The output is not beautified yet, and you can't actually see
the content of those streams yet. Soon.

* IAM role support has commenced, too. It's also very rudimentary so
far. You can see roles inside cloudformation stacks, down to the
policy document level using the `role`. The output is not beautified yet
and it's purely read-only. I don't anticipate beautifying it, because
pprint() is good enough for me, but I certainly welcome patches if
it matters to you.

* Cloudwatch logging support continues with the addition of the
`logStream` command, which is available from inside a `logGroup`.
Right now you can tail the logs, and they aren't beautified.
As I get more comfortable with the log-scanning API, I plan to add
some cross-stream log viewing at the `logGroup` level, probably
in the form of a grep-like capability. No promises, of course,
just logging where my head's at.

* In an autoscaling group, the `printInstances` command has two new
options: `-t` to print the list of tags, and `-d` to print all the
node's details.

* In a stack, the `copy` command now knows how to copy an asg's id
to the clipboard.

* ASG's now support the `printActivities` and `printActivity` commands
to assist in debugging changes initiated by autoscaling.
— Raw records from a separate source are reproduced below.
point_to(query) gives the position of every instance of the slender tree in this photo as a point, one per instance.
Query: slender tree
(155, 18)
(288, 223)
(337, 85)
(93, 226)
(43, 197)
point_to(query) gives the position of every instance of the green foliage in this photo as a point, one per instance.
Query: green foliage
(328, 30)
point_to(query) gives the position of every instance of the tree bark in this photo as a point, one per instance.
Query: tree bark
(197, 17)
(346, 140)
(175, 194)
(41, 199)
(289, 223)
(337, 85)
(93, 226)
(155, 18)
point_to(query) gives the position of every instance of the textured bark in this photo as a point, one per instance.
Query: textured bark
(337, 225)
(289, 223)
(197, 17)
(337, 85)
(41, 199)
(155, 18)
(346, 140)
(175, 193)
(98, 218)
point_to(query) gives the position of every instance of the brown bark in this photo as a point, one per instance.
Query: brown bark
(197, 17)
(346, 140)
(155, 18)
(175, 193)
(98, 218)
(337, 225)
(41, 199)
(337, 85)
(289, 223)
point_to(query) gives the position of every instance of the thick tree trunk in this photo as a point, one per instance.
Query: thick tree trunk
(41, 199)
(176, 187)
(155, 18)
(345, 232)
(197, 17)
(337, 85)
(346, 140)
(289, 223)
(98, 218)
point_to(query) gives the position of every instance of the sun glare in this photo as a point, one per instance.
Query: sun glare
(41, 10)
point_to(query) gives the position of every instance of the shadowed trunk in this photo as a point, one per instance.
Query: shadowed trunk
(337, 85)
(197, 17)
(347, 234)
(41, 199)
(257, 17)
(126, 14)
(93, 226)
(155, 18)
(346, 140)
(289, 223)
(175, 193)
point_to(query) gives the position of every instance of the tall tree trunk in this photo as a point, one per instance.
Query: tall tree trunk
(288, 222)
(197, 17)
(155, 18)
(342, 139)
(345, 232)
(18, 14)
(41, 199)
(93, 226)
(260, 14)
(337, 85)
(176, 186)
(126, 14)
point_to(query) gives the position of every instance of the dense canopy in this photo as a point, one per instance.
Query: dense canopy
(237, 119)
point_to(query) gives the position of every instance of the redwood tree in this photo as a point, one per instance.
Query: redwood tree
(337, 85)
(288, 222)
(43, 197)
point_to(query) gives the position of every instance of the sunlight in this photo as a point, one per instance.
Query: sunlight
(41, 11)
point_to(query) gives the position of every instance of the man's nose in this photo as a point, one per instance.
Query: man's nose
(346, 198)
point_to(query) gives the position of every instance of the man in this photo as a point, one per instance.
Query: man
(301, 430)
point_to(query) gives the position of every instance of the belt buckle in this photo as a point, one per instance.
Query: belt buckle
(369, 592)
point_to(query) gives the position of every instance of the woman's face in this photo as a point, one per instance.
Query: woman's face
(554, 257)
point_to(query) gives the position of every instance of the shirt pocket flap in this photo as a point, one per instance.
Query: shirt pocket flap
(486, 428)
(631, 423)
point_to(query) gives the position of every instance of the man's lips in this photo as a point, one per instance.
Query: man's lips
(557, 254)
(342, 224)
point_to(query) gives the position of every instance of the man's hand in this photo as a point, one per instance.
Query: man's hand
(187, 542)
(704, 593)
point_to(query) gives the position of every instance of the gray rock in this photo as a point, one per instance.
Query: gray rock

* ASG's now support showing scaling policies via the `printPolicy`

* ASG `run` command supports `-s` option to skip _n_ hosts

* Stacks now display their parameters. These are escaped and "elipsified"
in order to fit. Will be adding a command to print a full parameter
value at some point.

* stdplus.elipsifyMiddle is now a thing.

* ssh commands no longer depend on `~/.ssh/config` working, instead
supporting `~/.nephele/config.yaml`

* ssh now supports the fantastic -J option (you'll need a recent ssh
client for this to work)

* ssh has a very limited macro capability. While it does not yet have
a way to do variable substitution, you can do something like this:

.. code-block:: config

cassandrapid: pgrep -f CassandraDaemon

(aws)/stack:.../asg:.../: ssh -m 0 cassandrapid
/usr/bin/ssh -q -J pgrep -f CassandraDaemon

* You can now reload your config using the `config reload` command.

* Started adding a command reference to this doc.

* There is now a mechanism for determining which user and identity
files to use when ssh-ing, based on instance metadata.